Skip to content

Conversation

@clarete
Copy link

@clarete clarete commented Aug 14, 2016

This probably helps on issue #1138.

I have a HUGE ~/src directory that contains projects that I clone from various version control systems. Which makes me want to avoid backing them up on my personal S3 bucket to save some coins. For that, I used the --exclude="src/*" parameter (I also make sure the aws command is called from my $HOME directory, since I learned that the filters start matching from the current directory -- more details can be found in the #1588 issue). Although it worked, it still scanned and stat'ed the entire directory.

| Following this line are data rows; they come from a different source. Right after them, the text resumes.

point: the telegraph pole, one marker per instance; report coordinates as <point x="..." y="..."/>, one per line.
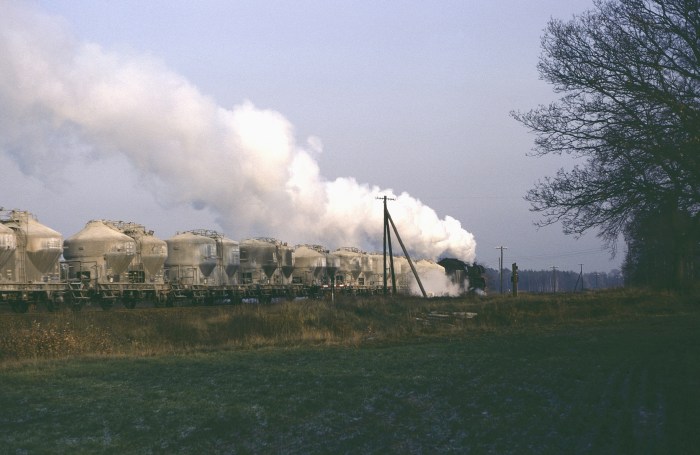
<point x="389" y="224"/>
<point x="500" y="265"/>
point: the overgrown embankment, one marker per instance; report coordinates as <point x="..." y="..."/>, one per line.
<point x="345" y="322"/>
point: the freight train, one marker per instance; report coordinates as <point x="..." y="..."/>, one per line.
<point x="115" y="262"/>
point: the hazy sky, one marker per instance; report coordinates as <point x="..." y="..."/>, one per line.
<point x="226" y="114"/>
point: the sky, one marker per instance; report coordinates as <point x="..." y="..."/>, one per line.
<point x="286" y="119"/>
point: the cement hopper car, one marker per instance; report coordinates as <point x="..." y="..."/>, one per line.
<point x="228" y="257"/>
<point x="191" y="259"/>
<point x="309" y="265"/>
<point x="38" y="249"/>
<point x="151" y="253"/>
<point x="29" y="261"/>
<point x="99" y="254"/>
<point x="266" y="261"/>
<point x="8" y="245"/>
<point x="354" y="267"/>
<point x="230" y="253"/>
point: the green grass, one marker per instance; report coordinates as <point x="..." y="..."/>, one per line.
<point x="610" y="373"/>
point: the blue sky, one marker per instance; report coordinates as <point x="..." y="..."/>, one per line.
<point x="402" y="95"/>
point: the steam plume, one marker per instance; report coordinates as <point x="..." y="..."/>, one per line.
<point x="65" y="99"/>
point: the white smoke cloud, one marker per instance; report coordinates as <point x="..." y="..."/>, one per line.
<point x="65" y="99"/>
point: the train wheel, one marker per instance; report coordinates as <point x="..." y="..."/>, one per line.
<point x="19" y="306"/>
<point x="76" y="306"/>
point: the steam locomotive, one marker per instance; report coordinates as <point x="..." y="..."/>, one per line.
<point x="115" y="262"/>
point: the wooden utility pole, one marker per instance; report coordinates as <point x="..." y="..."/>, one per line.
<point x="500" y="265"/>
<point x="387" y="242"/>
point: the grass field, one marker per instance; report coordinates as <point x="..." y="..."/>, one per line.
<point x="599" y="373"/>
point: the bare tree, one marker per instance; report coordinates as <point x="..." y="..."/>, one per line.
<point x="629" y="75"/>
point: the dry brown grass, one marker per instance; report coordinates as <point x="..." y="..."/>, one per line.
<point x="343" y="322"/>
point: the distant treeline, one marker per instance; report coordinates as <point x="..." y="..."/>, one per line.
<point x="552" y="280"/>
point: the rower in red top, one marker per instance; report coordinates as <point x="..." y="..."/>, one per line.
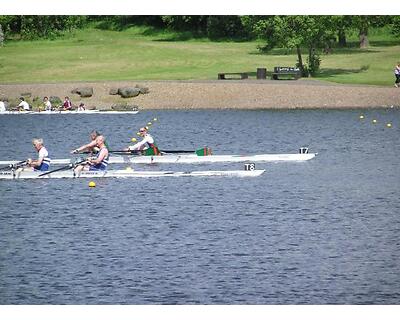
<point x="98" y="163"/>
<point x="91" y="147"/>
<point x="147" y="146"/>
<point x="43" y="161"/>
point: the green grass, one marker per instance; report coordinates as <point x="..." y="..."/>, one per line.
<point x="140" y="53"/>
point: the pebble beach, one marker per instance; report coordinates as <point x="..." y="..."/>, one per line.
<point x="219" y="94"/>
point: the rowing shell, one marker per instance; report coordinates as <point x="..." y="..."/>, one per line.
<point x="191" y="158"/>
<point x="128" y="174"/>
<point x="70" y="112"/>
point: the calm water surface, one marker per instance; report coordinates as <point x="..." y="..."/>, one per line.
<point x="326" y="231"/>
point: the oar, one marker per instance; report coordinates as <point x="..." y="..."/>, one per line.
<point x="14" y="165"/>
<point x="138" y="152"/>
<point x="70" y="166"/>
<point x="178" y="151"/>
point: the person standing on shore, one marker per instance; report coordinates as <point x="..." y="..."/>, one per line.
<point x="397" y="75"/>
<point x="2" y="106"/>
<point x="23" y="105"/>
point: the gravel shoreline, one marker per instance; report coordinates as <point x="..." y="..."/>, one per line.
<point x="222" y="94"/>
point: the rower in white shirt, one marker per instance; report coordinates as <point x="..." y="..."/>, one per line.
<point x="43" y="161"/>
<point x="23" y="105"/>
<point x="147" y="145"/>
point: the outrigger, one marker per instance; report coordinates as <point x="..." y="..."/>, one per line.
<point x="10" y="175"/>
<point x="187" y="157"/>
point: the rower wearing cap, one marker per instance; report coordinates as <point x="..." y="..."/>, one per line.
<point x="43" y="161"/>
<point x="147" y="145"/>
<point x="91" y="146"/>
<point x="98" y="163"/>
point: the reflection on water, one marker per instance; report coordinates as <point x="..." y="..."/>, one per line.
<point x="324" y="231"/>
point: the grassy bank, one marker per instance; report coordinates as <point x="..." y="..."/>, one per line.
<point x="141" y="53"/>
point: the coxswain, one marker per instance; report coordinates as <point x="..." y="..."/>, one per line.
<point x="98" y="163"/>
<point x="91" y="147"/>
<point x="43" y="161"/>
<point x="146" y="146"/>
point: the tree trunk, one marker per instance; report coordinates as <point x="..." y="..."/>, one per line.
<point x="1" y="36"/>
<point x="342" y="38"/>
<point x="364" y="43"/>
<point x="300" y="59"/>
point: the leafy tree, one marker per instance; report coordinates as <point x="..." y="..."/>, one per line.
<point x="396" y="25"/>
<point x="363" y="24"/>
<point x="1" y="36"/>
<point x="295" y="32"/>
<point x="33" y="27"/>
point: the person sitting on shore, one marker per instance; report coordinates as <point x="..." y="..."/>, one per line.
<point x="47" y="104"/>
<point x="147" y="146"/>
<point x="2" y="106"/>
<point x="23" y="105"/>
<point x="43" y="161"/>
<point x="397" y="75"/>
<point x="98" y="163"/>
<point x="67" y="105"/>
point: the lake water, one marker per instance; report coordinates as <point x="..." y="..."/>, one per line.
<point x="324" y="231"/>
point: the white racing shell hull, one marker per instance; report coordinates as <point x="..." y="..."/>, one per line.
<point x="127" y="174"/>
<point x="69" y="112"/>
<point x="191" y="158"/>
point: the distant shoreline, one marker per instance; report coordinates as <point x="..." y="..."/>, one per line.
<point x="220" y="94"/>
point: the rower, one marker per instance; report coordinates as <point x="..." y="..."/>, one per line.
<point x="91" y="146"/>
<point x="43" y="161"/>
<point x="23" y="105"/>
<point x="147" y="146"/>
<point x="98" y="163"/>
<point x="47" y="104"/>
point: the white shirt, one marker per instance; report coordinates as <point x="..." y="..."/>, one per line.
<point x="43" y="153"/>
<point x="47" y="104"/>
<point x="24" y="105"/>
<point x="141" y="144"/>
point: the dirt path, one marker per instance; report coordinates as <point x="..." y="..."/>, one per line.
<point x="240" y="94"/>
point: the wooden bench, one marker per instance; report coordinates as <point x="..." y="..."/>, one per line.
<point x="222" y="76"/>
<point x="291" y="72"/>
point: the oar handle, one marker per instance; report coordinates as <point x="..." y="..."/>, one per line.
<point x="14" y="165"/>
<point x="70" y="166"/>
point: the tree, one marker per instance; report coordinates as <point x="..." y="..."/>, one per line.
<point x="396" y="25"/>
<point x="295" y="32"/>
<point x="1" y="36"/>
<point x="363" y="23"/>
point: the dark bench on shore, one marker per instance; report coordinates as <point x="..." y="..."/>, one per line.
<point x="243" y="75"/>
<point x="291" y="72"/>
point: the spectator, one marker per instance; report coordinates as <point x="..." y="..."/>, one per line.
<point x="397" y="75"/>
<point x="2" y="106"/>
<point x="23" y="105"/>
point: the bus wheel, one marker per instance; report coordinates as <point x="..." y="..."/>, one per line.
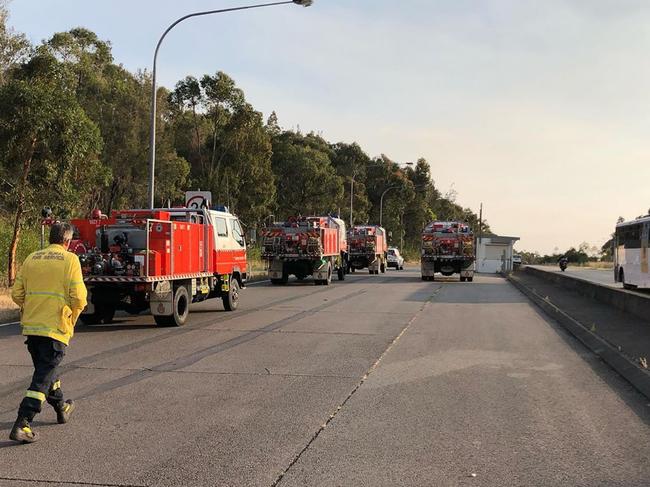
<point x="231" y="299"/>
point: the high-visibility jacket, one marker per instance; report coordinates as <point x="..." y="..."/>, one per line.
<point x="50" y="292"/>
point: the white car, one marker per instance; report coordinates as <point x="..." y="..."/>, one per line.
<point x="395" y="259"/>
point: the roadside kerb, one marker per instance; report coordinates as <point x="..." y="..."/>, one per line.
<point x="638" y="377"/>
<point x="627" y="301"/>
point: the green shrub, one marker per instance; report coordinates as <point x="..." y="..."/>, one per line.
<point x="30" y="240"/>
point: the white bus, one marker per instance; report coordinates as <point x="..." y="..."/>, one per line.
<point x="631" y="253"/>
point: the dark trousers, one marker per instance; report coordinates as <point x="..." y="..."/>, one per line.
<point x="47" y="354"/>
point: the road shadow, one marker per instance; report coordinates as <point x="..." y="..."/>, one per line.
<point x="113" y="327"/>
<point x="636" y="401"/>
<point x="499" y="291"/>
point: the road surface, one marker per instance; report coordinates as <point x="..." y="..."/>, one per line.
<point x="378" y="380"/>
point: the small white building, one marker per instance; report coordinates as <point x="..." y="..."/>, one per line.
<point x="494" y="253"/>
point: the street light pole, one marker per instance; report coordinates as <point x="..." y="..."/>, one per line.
<point x="152" y="135"/>
<point x="351" y="197"/>
<point x="381" y="203"/>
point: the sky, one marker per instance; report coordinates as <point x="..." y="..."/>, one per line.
<point x="540" y="110"/>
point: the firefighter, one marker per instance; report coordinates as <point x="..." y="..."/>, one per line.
<point x="51" y="294"/>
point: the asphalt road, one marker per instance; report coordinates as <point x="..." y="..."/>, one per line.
<point x="379" y="380"/>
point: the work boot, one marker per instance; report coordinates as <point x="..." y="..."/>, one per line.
<point x="63" y="414"/>
<point x="22" y="432"/>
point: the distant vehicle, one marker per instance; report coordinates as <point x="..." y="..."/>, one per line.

This patch changes the FileGenerator class to

  1. take the filters from the command line as a parameter in its constructor
  2. Use the file_filter parameter to match the path received by .should_ignore_file and figure out if the path received by the method is allowed by the filters.

This patch can be considered a work in progress because I only tested my specific need. It still needs proper tests. I didn't really write any because I wanted to ask if the strategy I chose is enough. If that's the case, I'd spend time writing the proper tests. Otherwise, I'd love to hear a better idea. I may be able to rework it if it's not too time consuming.

The way the task pipeline that each command executes filters files
*after* collecting information about it. For local files it means that
even when the user doesn't want to sync these files, they'll still be
stat'ed, which is unnecessary.

This change uses the filters received from the command line inside of
the `FileGenerator.should_ignore_file` method. So the list of files to
be filtered won't contain files supposed to be excluded.
@clarete
Copy link
Author

clarete commented Aug 14, 2016

I hope you guys like the idea, it also seems to fix #1117.

@kyleknap
Copy link
Contributor

@clarete I think the approach is reasonable. I think this is something we would pull in.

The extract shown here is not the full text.